To assess the importance of the metabolic AMPKα1 pathway in IL-15-induced T-cell memory, we repeated our comprehensive suite of analyses using IL-15/T_M cells lacking AMPKα1. Interestingly, AMPKα1 deficiency attenuates activation of the autophagic marker ULK1 and impairs mitochondrial biogenesis, leading to the up-regulation of mTORC1 and HIF-1α activity and a metabolic switch from FAO to glycolysis. The observed change in fuel preference in the absence of AMPKα1 may reflect the loss of its ability to inhibit mTORC1 via activation of the mTORC1 suppressor tuberous sclerosis-2 (TSC2) [40,41]. In addition, AMPKα1 deficiency also reduces T_M-cell survival and recall responses in AMPKα1 KO IL-15/T_M cells, which is consistent with some previous reports [16,42]. Given that their elevated mitochondrial content confers T_M cells with a bioenergetic advantage that affords for robust recall responses upon antigen recounter [43], the reduced recall responses may be attributable to the lower mitochondrial mass of AMPKα1 KO IL-15/T_M cells compared to WT IL-15/T_M cells. Taken together, our data indicate that the metabolic AMPKα1-ULK1-ATG pathway is critical and indispensable for IL-15-induced T-cell memory.

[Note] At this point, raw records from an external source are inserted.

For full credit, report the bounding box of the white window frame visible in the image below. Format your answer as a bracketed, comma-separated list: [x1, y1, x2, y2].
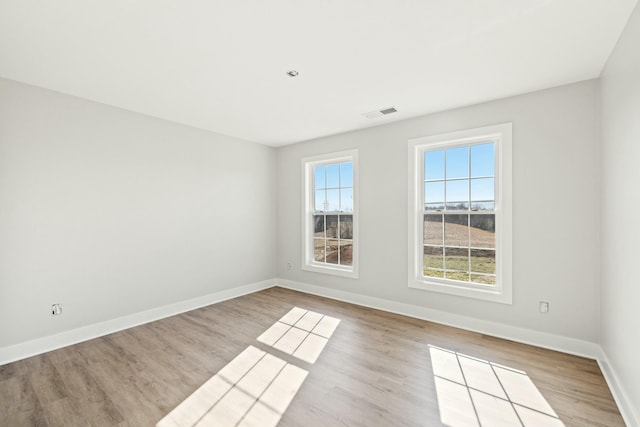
[408, 123, 513, 304]
[301, 150, 360, 279]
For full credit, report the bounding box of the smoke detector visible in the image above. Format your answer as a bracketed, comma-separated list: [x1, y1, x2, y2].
[363, 107, 398, 119]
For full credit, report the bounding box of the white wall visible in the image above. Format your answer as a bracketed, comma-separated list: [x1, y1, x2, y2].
[277, 80, 600, 343]
[0, 79, 276, 348]
[600, 2, 640, 425]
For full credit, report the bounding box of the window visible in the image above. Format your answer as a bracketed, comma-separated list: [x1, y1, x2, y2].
[302, 151, 358, 278]
[409, 124, 512, 304]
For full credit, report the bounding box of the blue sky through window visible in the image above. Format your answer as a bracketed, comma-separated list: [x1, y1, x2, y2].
[424, 142, 495, 209]
[313, 162, 353, 212]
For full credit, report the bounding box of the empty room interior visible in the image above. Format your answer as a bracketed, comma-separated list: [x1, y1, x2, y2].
[0, 0, 640, 427]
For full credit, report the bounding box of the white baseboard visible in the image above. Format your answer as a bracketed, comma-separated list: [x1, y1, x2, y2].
[275, 279, 600, 359]
[0, 279, 640, 426]
[598, 348, 640, 426]
[0, 279, 275, 365]
[275, 279, 640, 426]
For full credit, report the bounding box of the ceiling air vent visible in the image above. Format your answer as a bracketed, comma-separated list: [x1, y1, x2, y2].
[363, 107, 398, 119]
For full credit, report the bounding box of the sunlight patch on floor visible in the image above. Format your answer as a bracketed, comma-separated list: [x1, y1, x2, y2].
[429, 345, 564, 427]
[258, 307, 340, 363]
[156, 307, 340, 427]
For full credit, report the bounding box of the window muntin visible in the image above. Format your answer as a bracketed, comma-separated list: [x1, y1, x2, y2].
[302, 151, 357, 277]
[422, 140, 496, 285]
[408, 123, 512, 304]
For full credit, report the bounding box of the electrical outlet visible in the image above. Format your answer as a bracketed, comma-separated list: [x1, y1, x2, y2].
[540, 301, 549, 313]
[51, 304, 62, 316]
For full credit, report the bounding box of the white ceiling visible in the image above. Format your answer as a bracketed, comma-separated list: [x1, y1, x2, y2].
[0, 0, 636, 146]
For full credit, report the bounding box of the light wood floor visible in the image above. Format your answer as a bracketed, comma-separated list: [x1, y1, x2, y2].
[0, 288, 624, 427]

The theory of Yin (negative regulation) and Yang (positive regulation) with a negative feedback interplay represents one of the most fundamental principles in traditional Chinese medicine. This theory has been applied to interpret distinct molecules (CTLA and CD28 or IFN-γ), cells (Treg and Th1) and metabolic fuel preferences (AMPKα1-mediate FAO and mTORC1-mediated glycolysis) as Yin and Yang, respectively, in the immune system, where Yin represents immune regulation/tolerance and cell quiescence, while Yang represents immune initiation/activation and cellular growth/function [44,45,46,47]. Based upon this principle, the pro-survival cytokines IL-7/IL-15 and IL-7/15-stimulated T_M cells and the pro-inflammatory cytokine IL-2 and IL-2-stimulated T_E cells would belong to Yin and Yang cytokines and T cells, respectively. However, how this theory guides immune responses at the molecular level is still unknown. In this study, our findings show how AMPKα1 acts as the Yin gene and mTORC1 acts as the Yang gene in regulating CD8⁺ T-cell differentiation into T_M and T_E cells, respectively. Specifically, IL-15-stimulation results in mTORC1^Weak or Yin signaling, leading to activation of the transcriptional FOXO1-TCF1-Eomes (Yin) and metabolic AMPKα1-ULK1-ATG7 (Yin) pathways and cell differentiation into IL-15/T_M cells that are quiescent and utilize the FAO metabolism for energy production (Figure 6A). In contrast, IL-2-stimulation results in mTORC1^Strong or Yang signaling, leading to activation of the transcriptional T-bet (Yang) and metabolic HIF-1α (Yang) pathways and cell differentiation into IL-2/T_E cells that are proliferative, effective at killing tumor or infected cells, and utilize glycolysis for energy production (Figure 6A).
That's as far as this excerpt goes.